Mascarillas, en una imagen de archivo.
Mascarillas, en una imagen de archivo.

Quién nos iba a decir que la mascarilla se iba a convertir en una prenda más de nuestro atuendo cotidiano y todo por culpa de un virus que lleva ya medio año sembrando dolor y muerte entre nosotros. Poco antes de la irrupción, violenta y traumática, del Covid en nuestras apacibles vidas nos resultaba curiosa y exótica la imagen de turistas, casi siempre asiáticos, que paseaban por nuestras calles con la mascarilla cubriendo buena parte de su rostro.

Aquello, que quizás considerábamos algo exótico y exagerado, se ha convertido hoy en norma obligada para toda la ciudadanía por el bien de nuestra salud aunque algunos cientos de descerebrados se hayan convertido en paladines de la insensata lucha contra su uso. Y si bien al principio la mascarilla era un bien escaso hoy en día disfrutamos de la más amplia gama que pudiera imaginarse, desde la humilde y perecedera mascarilla quirúrgica hasta las elaboradas por diseñadores y diseñadoras de alto nivel con pretensiones de figurar en los libros de historia de la alta costura.

 Lo cierto y verdad es que la mascarilla, más allá de su finalidad primera que no es otra que la de protegernos unos a otros en la lucha contra el virus, ha adquirido un valor añadido que no es otro que el mostrar buena parte de nuestros gustos y preferencias, algo también de nuestros sentimientos más íntimos y en algunos casos hasta nuestra ideología como si de una inmensa valla publicitaria se tratara. En referencia a  este último aspecto tenemos que agradecer que no tengamos ninguna campaña electoral de por medio porque el espectáculo de la mascarilla de partido sería totalmente impagable.

Bien está lo que bien acaba y allá cada uno con la mascarilla que elija porque lo importante no es lo que queremos mostrar sino lo que pretendemos evitar con su uso por lo que auguro larga vida entre nosotros a esta prenda tan singular aunque el próximo lunes el ministro Illa nos insufle un halo de esperanza cuando cuente la buena nueva sobre los tremendos avances en las vacunas contra el Covid.

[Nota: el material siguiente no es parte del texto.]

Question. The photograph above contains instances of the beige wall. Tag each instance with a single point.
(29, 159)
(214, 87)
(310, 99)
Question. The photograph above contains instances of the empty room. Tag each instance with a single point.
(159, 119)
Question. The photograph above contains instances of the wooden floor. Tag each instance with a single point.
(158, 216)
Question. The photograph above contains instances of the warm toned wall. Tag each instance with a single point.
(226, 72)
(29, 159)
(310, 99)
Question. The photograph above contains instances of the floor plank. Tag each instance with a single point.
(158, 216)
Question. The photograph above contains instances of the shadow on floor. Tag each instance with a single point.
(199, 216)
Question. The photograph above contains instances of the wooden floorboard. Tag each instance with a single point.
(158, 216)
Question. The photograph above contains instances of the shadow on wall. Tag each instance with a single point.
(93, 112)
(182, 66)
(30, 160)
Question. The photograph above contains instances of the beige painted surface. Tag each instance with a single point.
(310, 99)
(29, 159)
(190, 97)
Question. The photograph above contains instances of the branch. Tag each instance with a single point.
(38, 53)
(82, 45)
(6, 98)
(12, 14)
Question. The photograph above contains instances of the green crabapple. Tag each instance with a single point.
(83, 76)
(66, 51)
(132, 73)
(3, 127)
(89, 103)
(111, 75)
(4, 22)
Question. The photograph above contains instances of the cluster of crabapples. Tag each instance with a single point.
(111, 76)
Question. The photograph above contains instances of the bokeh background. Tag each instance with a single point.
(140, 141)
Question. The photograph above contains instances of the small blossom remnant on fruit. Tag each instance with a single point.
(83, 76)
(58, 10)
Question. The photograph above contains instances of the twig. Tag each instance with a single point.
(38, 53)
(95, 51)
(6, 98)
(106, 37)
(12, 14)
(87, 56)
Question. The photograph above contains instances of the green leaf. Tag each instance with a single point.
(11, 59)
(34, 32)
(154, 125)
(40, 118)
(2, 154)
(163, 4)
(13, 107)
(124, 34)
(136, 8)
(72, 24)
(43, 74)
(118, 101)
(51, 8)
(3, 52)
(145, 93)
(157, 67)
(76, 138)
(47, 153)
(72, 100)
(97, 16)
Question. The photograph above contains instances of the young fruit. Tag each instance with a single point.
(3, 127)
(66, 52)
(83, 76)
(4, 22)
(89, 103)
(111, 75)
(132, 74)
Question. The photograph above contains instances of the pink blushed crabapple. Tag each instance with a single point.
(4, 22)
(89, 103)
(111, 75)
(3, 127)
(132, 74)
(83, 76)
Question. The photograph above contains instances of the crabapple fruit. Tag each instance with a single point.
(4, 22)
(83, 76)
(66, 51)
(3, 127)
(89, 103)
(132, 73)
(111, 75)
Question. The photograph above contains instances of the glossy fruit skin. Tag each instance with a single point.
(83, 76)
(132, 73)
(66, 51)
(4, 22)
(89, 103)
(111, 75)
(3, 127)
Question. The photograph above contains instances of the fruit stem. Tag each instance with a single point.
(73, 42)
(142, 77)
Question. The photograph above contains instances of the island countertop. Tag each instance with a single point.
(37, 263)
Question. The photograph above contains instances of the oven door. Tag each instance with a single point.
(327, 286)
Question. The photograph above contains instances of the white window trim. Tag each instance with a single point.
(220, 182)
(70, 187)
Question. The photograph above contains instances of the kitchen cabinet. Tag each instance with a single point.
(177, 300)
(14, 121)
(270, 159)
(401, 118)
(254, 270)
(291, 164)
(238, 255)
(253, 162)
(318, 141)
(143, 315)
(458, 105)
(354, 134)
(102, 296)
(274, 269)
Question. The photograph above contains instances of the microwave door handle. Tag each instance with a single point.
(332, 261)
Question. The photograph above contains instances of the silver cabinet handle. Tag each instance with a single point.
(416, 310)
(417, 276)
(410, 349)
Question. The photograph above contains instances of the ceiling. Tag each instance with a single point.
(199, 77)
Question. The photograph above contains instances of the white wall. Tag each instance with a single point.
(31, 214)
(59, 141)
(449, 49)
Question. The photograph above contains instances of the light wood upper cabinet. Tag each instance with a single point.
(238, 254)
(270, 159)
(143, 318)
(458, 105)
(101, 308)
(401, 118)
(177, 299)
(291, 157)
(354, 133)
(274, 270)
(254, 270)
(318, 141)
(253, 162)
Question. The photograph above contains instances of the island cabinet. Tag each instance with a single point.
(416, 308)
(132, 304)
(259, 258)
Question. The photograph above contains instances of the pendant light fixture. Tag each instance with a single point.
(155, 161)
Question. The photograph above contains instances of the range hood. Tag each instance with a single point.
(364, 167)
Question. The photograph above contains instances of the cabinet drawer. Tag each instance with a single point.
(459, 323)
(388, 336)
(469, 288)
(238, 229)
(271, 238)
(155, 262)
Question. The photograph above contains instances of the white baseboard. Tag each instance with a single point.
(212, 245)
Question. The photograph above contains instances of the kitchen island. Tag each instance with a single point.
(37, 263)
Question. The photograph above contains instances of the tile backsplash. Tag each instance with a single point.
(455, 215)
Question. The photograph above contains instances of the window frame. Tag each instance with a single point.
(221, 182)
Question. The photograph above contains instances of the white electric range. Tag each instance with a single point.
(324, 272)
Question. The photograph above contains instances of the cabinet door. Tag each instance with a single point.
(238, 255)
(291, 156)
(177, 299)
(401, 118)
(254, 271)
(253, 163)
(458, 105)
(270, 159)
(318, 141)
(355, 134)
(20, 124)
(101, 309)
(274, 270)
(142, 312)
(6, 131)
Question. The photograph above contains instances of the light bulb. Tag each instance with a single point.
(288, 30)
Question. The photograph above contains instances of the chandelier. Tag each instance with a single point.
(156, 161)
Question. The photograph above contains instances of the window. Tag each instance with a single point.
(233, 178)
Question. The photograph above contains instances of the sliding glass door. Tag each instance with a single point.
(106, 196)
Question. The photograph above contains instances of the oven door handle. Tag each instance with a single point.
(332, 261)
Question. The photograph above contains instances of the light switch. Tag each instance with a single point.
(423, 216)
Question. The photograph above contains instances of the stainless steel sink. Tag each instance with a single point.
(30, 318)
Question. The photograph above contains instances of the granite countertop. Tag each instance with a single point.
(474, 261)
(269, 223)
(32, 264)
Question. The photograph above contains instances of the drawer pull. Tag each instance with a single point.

Y si el virus nos ha obligado a ponernos la mascarilla también a otros, fundamentalmente responsables políticos de diversa clase y condición, les ha obligado a quitarse la máscara con la que se habían cubierto para disimular sus reiterados intentos de culpar al adversario de todos los males. El ejemplo más claro es el ataque coordinado de la acorazada mediática conservadora, el tridente azul de la ofensiva de las derechas de este país, ABC, El Mundo y La Razón, intentando una vez más hacernos creer que la memoria es cosa de un día y las hemerotecas nunca existieron.

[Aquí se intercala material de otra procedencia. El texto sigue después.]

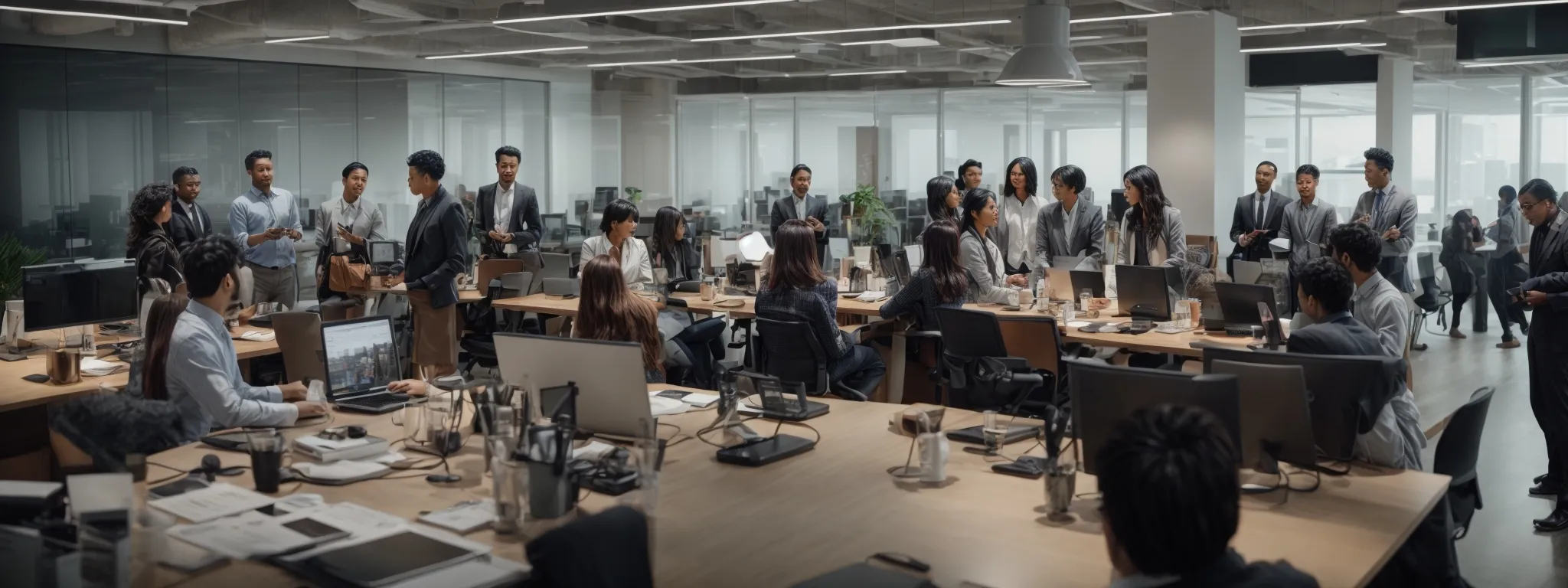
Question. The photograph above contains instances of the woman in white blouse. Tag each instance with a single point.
(616, 227)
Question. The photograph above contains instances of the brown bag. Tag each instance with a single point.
(345, 276)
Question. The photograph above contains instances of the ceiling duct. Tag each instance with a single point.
(1044, 60)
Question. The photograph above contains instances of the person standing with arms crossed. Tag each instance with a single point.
(260, 218)
(436, 243)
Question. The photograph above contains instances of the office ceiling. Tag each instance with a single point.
(1112, 52)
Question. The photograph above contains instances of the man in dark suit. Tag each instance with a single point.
(1547, 290)
(511, 221)
(438, 240)
(800, 204)
(190, 221)
(1258, 217)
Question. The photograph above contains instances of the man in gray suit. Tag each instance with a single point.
(1071, 226)
(511, 221)
(1391, 214)
(800, 204)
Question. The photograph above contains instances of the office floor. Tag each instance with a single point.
(1503, 547)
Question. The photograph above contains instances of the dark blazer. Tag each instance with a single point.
(182, 230)
(524, 215)
(1246, 220)
(438, 240)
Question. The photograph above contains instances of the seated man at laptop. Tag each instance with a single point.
(1170, 502)
(204, 378)
(1324, 289)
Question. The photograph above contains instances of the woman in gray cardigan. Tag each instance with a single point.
(1152, 233)
(981, 257)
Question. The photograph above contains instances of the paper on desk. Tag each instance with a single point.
(212, 502)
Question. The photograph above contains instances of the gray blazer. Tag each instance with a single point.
(1399, 212)
(982, 259)
(1168, 250)
(1086, 237)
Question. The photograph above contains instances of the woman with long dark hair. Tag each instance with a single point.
(939, 283)
(978, 256)
(1152, 233)
(797, 290)
(1459, 256)
(155, 254)
(609, 311)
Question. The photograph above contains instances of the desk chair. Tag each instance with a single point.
(1455, 456)
(786, 358)
(978, 371)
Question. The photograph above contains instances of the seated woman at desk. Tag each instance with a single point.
(616, 227)
(797, 290)
(1152, 233)
(981, 257)
(939, 283)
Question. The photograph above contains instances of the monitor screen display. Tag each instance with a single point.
(61, 296)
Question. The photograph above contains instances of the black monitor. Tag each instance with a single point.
(76, 294)
(1145, 292)
(1343, 390)
(1104, 396)
(1239, 303)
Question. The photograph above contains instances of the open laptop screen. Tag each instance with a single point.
(360, 354)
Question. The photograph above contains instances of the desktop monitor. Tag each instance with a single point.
(360, 354)
(1145, 292)
(612, 389)
(76, 294)
(1343, 390)
(1104, 396)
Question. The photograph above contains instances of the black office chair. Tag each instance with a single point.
(1455, 456)
(785, 356)
(981, 374)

Quienes proclamaron a los cuatro vientos hace dos meses que el control de la pandemia debía pasar a manos de los Gobiernos autonómicos que eran los competentes en materia sanitaria y que Sánchez e Illa debían retirarse del frente, hoy, tan solo 60 días más tarde de ineficacia y descontrol generalizado, claman desde la desesperación para que Sánchez vuelva y aparte de ellos el terrible cáliz de la lucha contra el virus. ¿Qué fue de aquellos valientes presidentes y presidentas autonómicos de la derecha que reclamaban para sí el mando único? La respuesta, como en la canción, está en el aire, y por desgracia es el que respiramos y nos hace enfermar. Ha bastado un rebrote importante de la enfermedad para que a tanto valiente le tiemblen las piernas y sientan el vértigo del abismo que se ha abierto ante ellos. Maldito baile de máscaras.